Resentment is an indicator that you've done something good for the wrong reason. It's presence in your heart should prompt you to examine your motives.
I gave up all these evenings but the person never changed. Did you do it for that person?
I've accrued all this debt and can't find a full time position. Is that why you did it?
I gave up a full ride to business school, and now my ministry is anonymous. Did you do it for recognition?
I moved here to start this church, and now it doesn't seem to be growing. Is that why you moved?
The only good reason to sacrifice in ministry is because you're compelled to obey the one you love. When you're in love, sacrifice isn't sacrifice. It's a delight.
Leah and I have talked alot about this, because resentment can often show up in the heart of a spouse. It's a powerful thing for me to tell Leah that God wants us to make a particular sacrifice. But if she doesn't sense God in it for herself, she will most likely go along with me out of duty. After all, who wants to stand in the way of God's will. And if we're not careful, she'll grow to resent the very sacrifices I thought God was leading us to make.

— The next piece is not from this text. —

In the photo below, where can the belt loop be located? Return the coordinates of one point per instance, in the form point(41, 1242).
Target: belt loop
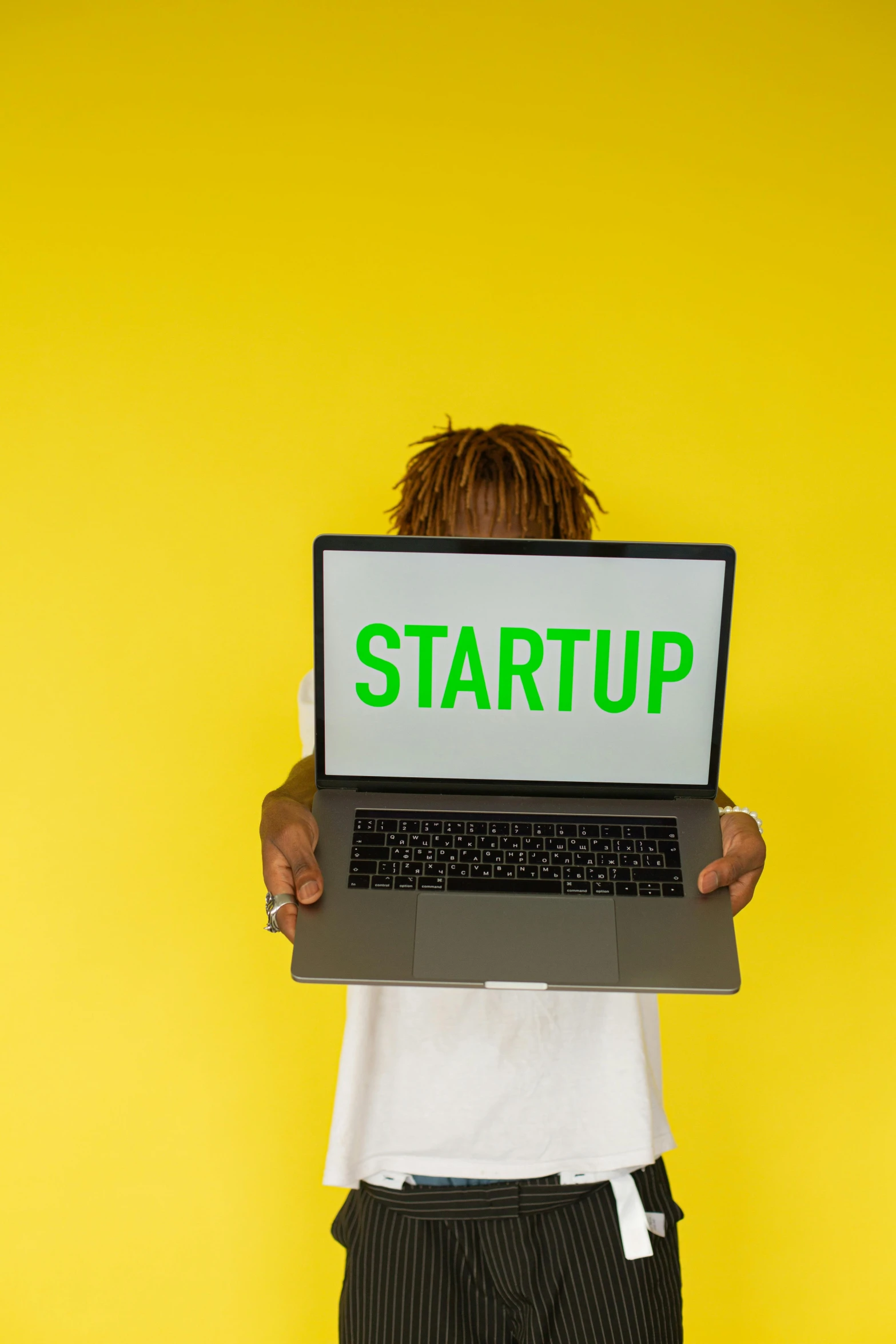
point(633, 1220)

Sacrifice is good. And when it's done as a relational response to God's loving call it is a beautiful thing. Just make sure He's the one inspiring it. Otherwise you'll wake up one day and resent the very thing for which you've sacrificed so much.
By the way, if you've developed a resentful heart, there is an atidote. It's a grateful heart. Gratefulness trumps resentment.
Have you sacrificed for God? Then I guarantee He's given up even more for you.